Tout savoir sur : Nintendo ne vient-il pas de gâcher son arrivée sur mobile ?
Deux jeux de l’écosystème Nintendo sont actuellement sur smartphone : Pokemon Go, développé par Niantic Labs, et Super Mario Run, créé par DeNA. Les deux studios sont des habitués des jeux sur mobiles. Mais l’approche des deux licences est radicalement différente. D’un côté, Pokemon Go est un jeu purement freemium avec des achats intégrés pour acquérir des consommables virtuels. Une mécanique bien connue des joueurs qui rapporte beaucoup d’argent à ceux qui savent y faire.
Un ticket d'entrée trop élevé
De l’autre, Super Mario Run, sorti il y a une semaine sur iOS, est titre qui reprend un gameplay très casual gamer sur téléphone (celui des runners comme Rayman Jungle Run), mais s’appuie sur un modèle économique plus proche des consoles et des PC. L’application est une version d’essai et il faut payer un montant fixe pour débloquer toute l’expérience.

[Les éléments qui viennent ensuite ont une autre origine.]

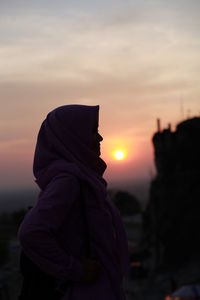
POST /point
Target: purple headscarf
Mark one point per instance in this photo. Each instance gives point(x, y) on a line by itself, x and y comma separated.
point(63, 147)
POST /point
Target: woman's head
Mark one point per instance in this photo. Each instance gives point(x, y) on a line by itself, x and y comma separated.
point(70, 132)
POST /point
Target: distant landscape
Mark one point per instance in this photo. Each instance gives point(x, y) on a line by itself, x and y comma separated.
point(16, 199)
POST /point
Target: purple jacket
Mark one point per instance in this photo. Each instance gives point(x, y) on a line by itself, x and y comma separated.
point(53, 233)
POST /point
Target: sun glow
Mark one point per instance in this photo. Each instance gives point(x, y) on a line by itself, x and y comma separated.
point(119, 154)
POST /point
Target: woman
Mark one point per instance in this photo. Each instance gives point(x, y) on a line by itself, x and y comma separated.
point(74, 233)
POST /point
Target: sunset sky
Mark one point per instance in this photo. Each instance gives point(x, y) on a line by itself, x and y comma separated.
point(139, 60)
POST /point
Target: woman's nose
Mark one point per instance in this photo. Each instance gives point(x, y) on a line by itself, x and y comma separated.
point(100, 138)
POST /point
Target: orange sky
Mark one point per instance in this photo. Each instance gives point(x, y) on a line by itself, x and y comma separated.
point(139, 60)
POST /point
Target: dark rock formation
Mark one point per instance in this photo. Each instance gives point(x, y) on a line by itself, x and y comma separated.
point(173, 211)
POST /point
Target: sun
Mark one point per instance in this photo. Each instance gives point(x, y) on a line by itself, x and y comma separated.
point(119, 154)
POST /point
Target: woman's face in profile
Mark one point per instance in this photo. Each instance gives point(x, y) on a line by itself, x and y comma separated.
point(96, 139)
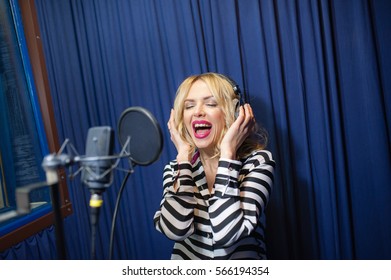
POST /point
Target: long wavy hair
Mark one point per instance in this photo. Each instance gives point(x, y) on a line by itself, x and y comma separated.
point(222, 90)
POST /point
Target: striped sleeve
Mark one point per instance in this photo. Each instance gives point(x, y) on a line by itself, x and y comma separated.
point(236, 206)
point(176, 213)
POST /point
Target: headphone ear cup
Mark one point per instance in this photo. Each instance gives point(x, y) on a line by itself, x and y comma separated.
point(236, 105)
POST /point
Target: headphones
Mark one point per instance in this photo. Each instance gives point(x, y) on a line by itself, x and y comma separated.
point(239, 101)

Le prix est de 10 euros, sans aucun autre achat. Le prix est élevé, mais il est unique.
Depuis son lancement, Super Mario Run n’a pas eu totalement l’effet escompté, d’autant que le buzz qui l’a précédé a été pratiquement aussi important que celui de Pokemon Go. Selon des chiffres du cabinet d’étude Sensor Tower rapportés par Reuters, le taux de conversion des joueurs en acheteurs est de 8 % et l’application a rapporté 21 millions de dollars en quatre jours. Basiquement, les chiffres sont bons, mais beaucoup plus bas qu’espérés.

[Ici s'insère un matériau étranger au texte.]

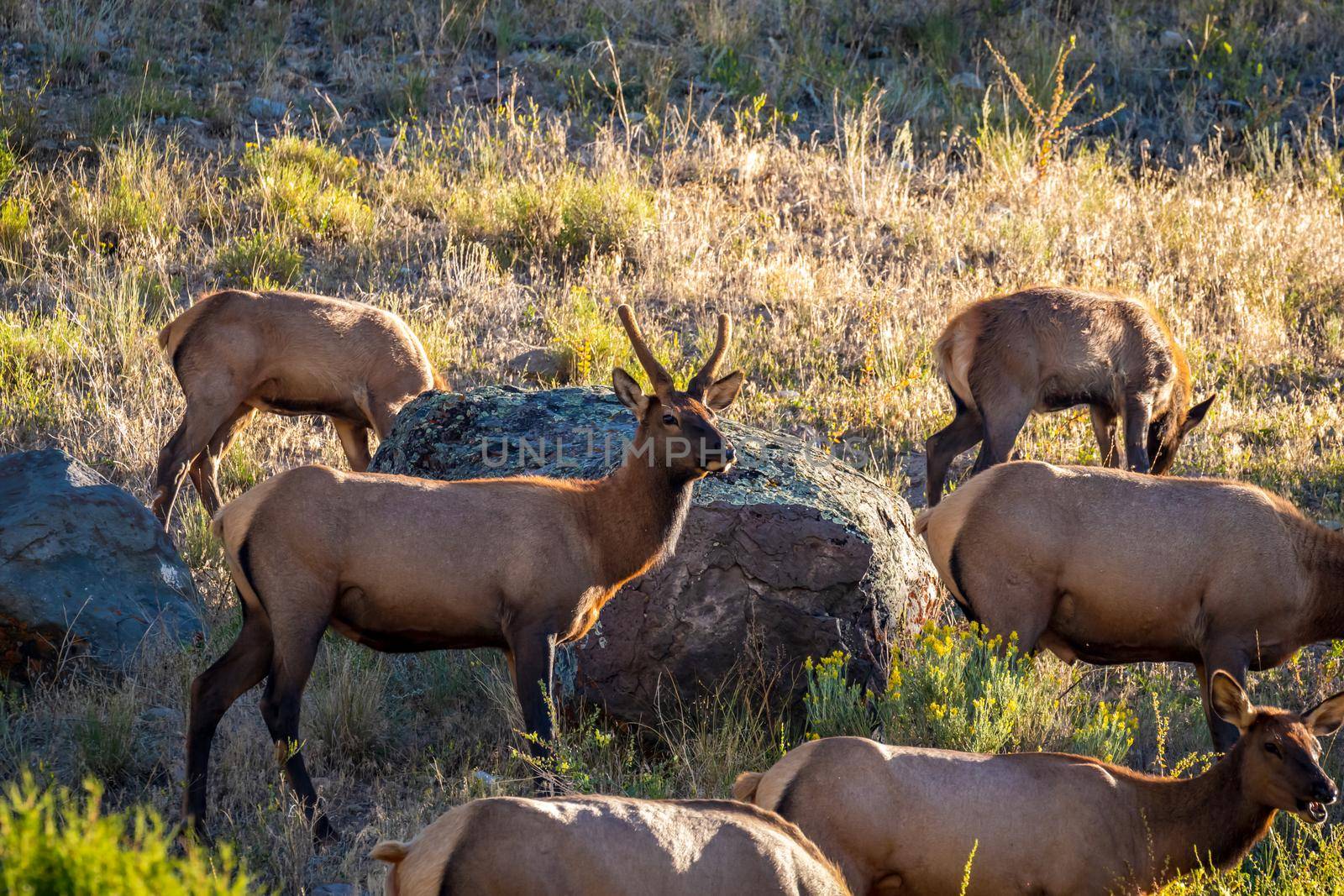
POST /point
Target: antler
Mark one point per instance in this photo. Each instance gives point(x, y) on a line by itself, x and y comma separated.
point(705, 379)
point(658, 374)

Une barrière pour protéger les parents ?
Car Super Mario Run a battu des records historiques de téléchargement : 40 millions en 4 jours, c’est largement au-dessus des 25 millions en 11 jours de Pokemon Go. L’impact de Super Mario Run aurait donc dû être fort. Et il ne le sera pas. D’autant plus que les notes reçues par l’application sur l’App Store sont excessivement basses : 2,5 sur 5. Deux raisons sont évoquées parmi les points de désapprobation : la nécessité d’être connectée en permanence (ce qui n’est pas toujours évident, même sur un mobile) et le prix du jeu. Notamment quand il est comparé au contenu offert. Les titres vendus à ce prix sur l’App Store ou sur le Play Store sont autrement plus ambitieux.
Pour se défendre face à cette critique, un porte-parole de Nintendo a expliqué le positionnement de la firme. Elle ne compare pas Super Mario Run aux autres titres premium comme Star Wars Knight of the Old Republic, Final Fantasy IX, Bully ou Minecraft (des jeux qui sont, au départ, sortis sur console ou PC). Elle le compare aux titres freemium auxquels s’adonnent les jeunes joueurs (le public de prédilection de Nintendo) : Candy Crush Saga, Clash of Clans, Rayman Adventures, Disney Magic Kingdoms ou même Pokemon Go. Des jeux où les achats intégrés peuvent valoir plus de 10 euros et qui peuvent se répéter indéfiniment. Nintendo explique ainsi que 10 euros est certes élevé, mais il « protège les parents » contre les désagréments des achats intégrés classiques. Bon...
Un vrai décalage
Selon nous, cette déclaration est symptomatique du fait que Nintendo souhaite préserver son modèle économique historique et n’a pas encore totalement saisi les composantes du jeu mobile actuel. Oui, les joueurs mobiles veulent essayer avant d’acheter. Mais non ils ne paieront pas 10 euros d’un coup. Ils préfèreront payer 10 euros par tranche de 1 euro tous les mois. Ils iront peut-être même jusqu’à payer 100 euros si l’intérêt est au rendez-vous. Et preuve en est que Nintendo n’a pas assimilé la mécanique économique du jeu mobile : la firme a confirmé qu’elle n’enrichirait pas le jeu de nouveaux mondes (mais seulement de quelques modes de jeu supplémentaires). Comme sur console, en fait...
Selon certains analystes interrogés par Reuters, toute cette histoire ne pourrait être qu’une simple opération marketing pour promouvoir sur mobile les licences de Nintendo présente sur console. Ce qui est une vraie possibilité. Mais la firme avait-elle vraiment besoin de cela ? Nous ne pensons pas. D’abord parce que les joueurs consoles sont aussi des joueurs sur mobile dont le comportement et les attentes évoluent en fonction de la plate-forme. Ensuite parce que la notoriété de Super Mario n’est pas à refaire. C’est juste un raté que nous attribuons d’ailleurs davantage à DeNA qui aurait dû apporter plus de conseils à son actionnaire principal. Espérons que ce dernier sera plus clairvoyant pour les prochains titres, Animal Crossing et Fire Emblem.